Companies still have a long way to go to make men and women equals in the workplace, a RobecoSAM study reveals.
The research shows that there has been slow but sure progress towards greater gender equality, but much still needs to be done on pay, opportunities and child care.
On the particularly vexed issue of pay, at the current rate it will take 22 years to close the salary differential, say Jacob Messina, RobecoSAM’s Head of Research, and Markéta Pokornà, SI Research Associate.
“Gender diversity enhances corporate governance, talent attraction and human capital development – all are important factors driving long-term competitiveness,” Messina says in the research paper entitled ‘Slowly but surely: gradual progress towards gender equality’ published in the RobecoSAM Yearbook 2019.
“Corporate policies promoting gender diversity are a reflection of a well-managed company that realizes diversity’s value in stimulating creativity, fostering innovation, minimizing risk, and increasing productivity in tandem with employee well-being.”
“RobecoSAM’s gender measurement framework supports this view and suggests that companies with a more diverse and equal workforce are indeed better positioned to outperform,” adds Pokornà.
“Furthermore, by levelling the playing field in the workplace, firms can also help promote gender equality in wider society. Similarly, investors who take these factors into account can play a role in driving social change in addition to enhancing their returns.”
Measuring gender equality criteria is a critical measure within the social dimension of the SAM Corporate Sustainability Assessment (CSA) which evaluates a company’s overall sustainability performance. Findings from the most recent CSA shows that while awareness and action on gender parity issues has accelerated in the public sector, the speed of change hasn’t been matched in corporate settings.
The RobecoSAM study has uncovered a wealth of statistics, both positive and negative, with wide regional variances on how gender equality is progressing. For example, Europe is the best-performing region as 29% of board members are female, while this slips to as low as 7% in the more culturally patriarchal parts of Asia.

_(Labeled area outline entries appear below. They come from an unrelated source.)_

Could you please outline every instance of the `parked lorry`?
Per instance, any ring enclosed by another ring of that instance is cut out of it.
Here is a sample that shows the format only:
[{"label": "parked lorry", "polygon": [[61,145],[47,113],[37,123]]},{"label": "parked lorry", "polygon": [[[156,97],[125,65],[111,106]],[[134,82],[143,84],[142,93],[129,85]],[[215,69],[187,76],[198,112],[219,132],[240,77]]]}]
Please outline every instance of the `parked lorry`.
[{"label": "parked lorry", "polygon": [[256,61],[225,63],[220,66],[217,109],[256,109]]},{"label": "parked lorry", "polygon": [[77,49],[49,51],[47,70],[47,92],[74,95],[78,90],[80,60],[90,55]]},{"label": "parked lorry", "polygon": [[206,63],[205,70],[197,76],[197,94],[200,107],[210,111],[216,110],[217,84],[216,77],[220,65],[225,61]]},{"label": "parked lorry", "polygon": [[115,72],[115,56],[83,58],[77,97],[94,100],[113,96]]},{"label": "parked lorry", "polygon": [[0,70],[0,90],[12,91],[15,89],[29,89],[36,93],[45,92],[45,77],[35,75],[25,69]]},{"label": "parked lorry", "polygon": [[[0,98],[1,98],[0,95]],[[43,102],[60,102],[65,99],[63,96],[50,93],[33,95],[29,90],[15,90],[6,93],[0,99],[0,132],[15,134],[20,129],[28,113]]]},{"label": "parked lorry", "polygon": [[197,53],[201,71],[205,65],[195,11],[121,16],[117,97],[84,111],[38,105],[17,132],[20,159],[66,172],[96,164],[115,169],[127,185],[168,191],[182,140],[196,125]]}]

The proportion of women in the workforce globally fell slightly from 35.3% to 35.0% from 2016 to 2017, reversing an increasing trend seen in recent years. Curiously, over the same time period, there was an increase in the proportion of women in management positions from 26.0% to 26.3%.
At the sector level, while women make up over half of the total workforce in financial services sector, they account for less than a quarter of its senior managers. The energy, utilities and materials sectors all have lower average proportions of women in their overall workforce with 25%, 23%, and 18%, respectively, with no major improvements since 2013.
“Gender diversity can only be achieved by promoting gender equality, not in terms of quotas or inaccurate measures of outcomes, but by addressing the social and cultural stereotypes that have limited women’s ability to maximize professional opportunities,” say Messina and Pokornà. “Albeit slowly, the needle is moving in the right direction.”